COLUMBUS, Ohio A new study by researchers at The Ohio State University Comprehensive Cancer Center Arthur G. James Cancer Hospital and Richard J. Solove Research Institute (OSUCCC James) provides evidence that genetically modifying immune cells might effectively treat multiple myeloma, a disease that remains incurable and will account for an estimated 24,000 new cases and 11,100 deaths in 2014 The researchers modified a type of human immune cell called T lymphocytes, or T cells to target a molecule called CS1, which is found on more than 95 percent of myeloma cells, and to kill the cells. The researchers grew the modified cells in the lab to increase their numbers and then injected them into an animal model where they again killed human myeloma cells. The findings were published in the journal Clinical Cancer Research.

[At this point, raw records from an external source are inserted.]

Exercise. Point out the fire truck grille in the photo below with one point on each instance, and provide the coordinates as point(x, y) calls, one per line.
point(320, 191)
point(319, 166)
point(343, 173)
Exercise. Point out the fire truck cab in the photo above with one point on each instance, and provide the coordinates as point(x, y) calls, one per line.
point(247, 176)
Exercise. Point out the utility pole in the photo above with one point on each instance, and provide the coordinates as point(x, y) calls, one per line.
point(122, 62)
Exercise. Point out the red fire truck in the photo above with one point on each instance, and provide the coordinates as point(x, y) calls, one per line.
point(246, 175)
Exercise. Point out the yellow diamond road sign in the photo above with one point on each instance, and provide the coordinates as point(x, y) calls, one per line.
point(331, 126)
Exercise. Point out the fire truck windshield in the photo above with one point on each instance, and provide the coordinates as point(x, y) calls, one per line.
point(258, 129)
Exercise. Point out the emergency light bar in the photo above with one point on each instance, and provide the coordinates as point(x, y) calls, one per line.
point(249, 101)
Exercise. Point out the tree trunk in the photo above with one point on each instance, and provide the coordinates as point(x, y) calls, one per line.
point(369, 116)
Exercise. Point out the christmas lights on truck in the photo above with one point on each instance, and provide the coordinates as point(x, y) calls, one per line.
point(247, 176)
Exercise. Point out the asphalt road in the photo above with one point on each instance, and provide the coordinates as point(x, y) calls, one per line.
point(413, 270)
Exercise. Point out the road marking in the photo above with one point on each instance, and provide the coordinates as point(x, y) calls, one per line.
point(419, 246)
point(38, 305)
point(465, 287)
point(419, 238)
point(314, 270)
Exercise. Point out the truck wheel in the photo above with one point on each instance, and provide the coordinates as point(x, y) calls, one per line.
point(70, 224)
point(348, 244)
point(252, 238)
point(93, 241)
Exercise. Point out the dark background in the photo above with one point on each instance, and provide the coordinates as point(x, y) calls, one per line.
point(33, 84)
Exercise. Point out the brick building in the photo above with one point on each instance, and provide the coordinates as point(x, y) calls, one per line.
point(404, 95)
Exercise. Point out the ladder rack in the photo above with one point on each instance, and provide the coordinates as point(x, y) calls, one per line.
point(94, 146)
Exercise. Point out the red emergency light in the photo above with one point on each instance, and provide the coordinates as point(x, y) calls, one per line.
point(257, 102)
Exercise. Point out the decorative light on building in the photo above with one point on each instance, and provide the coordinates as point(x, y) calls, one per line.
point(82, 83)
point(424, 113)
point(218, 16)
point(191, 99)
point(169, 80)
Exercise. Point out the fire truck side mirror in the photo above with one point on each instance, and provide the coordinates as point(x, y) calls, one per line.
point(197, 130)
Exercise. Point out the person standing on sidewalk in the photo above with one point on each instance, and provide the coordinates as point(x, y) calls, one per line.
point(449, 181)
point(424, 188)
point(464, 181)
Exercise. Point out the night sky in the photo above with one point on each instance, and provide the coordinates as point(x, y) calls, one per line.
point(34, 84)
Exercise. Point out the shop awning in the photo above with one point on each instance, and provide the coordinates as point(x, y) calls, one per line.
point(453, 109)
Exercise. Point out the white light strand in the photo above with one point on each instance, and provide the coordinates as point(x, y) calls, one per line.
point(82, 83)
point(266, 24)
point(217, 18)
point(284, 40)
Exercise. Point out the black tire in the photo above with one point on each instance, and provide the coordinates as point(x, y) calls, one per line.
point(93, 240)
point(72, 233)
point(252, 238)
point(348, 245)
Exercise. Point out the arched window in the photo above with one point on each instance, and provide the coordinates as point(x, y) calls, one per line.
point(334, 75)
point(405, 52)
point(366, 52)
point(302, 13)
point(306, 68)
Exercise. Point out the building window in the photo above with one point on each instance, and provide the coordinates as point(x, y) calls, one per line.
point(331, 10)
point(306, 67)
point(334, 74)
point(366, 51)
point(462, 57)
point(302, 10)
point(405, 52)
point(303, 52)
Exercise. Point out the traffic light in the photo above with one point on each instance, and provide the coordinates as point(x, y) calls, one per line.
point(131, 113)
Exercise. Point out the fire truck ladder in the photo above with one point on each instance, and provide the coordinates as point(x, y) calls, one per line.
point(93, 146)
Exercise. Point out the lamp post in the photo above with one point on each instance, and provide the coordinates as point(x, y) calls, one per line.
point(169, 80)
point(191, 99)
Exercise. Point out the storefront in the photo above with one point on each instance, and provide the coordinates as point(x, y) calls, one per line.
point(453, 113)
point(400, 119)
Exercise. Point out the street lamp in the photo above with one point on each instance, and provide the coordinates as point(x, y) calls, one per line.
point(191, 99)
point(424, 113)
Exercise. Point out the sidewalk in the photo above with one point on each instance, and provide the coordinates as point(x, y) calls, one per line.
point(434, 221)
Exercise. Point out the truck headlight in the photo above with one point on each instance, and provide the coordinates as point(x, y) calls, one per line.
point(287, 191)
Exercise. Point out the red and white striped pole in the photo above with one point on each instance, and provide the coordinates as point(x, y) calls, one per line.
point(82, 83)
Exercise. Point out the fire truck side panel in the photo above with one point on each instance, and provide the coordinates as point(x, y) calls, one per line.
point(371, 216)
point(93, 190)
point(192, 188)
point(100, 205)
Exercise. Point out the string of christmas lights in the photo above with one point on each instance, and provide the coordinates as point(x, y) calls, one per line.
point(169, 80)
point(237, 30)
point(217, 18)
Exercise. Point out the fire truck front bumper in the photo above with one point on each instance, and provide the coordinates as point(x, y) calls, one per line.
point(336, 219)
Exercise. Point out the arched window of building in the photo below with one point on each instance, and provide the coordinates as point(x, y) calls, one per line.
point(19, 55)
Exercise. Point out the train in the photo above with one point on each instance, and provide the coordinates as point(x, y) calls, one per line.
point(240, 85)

"Despite current drugs and use of bone marrow transplantation, multiple myeloma is still incurable, and almost all patients eventually relapse," says co-principal investigator and multiple myeloma specialist Craig Hofmeister, MD, MPH, assistant professor of medicine and a member of the OSUCCC James Translational Therapeutics Program.

"This study presents a novel strategy for treating multiple myeloma, and we hope to bring it to patients as part of a phase I clinical trial as soon as possible," Hofmeister says.

"In particular, our study shows that we can modify T lymphocytes to target CS1, and that these cells efficiently destroy human multiple myeloma cells," says principal investigator Jianhua Yu, PhD, assistant professor of medicine and a member of the OSUCCC James Leukemia Research Program.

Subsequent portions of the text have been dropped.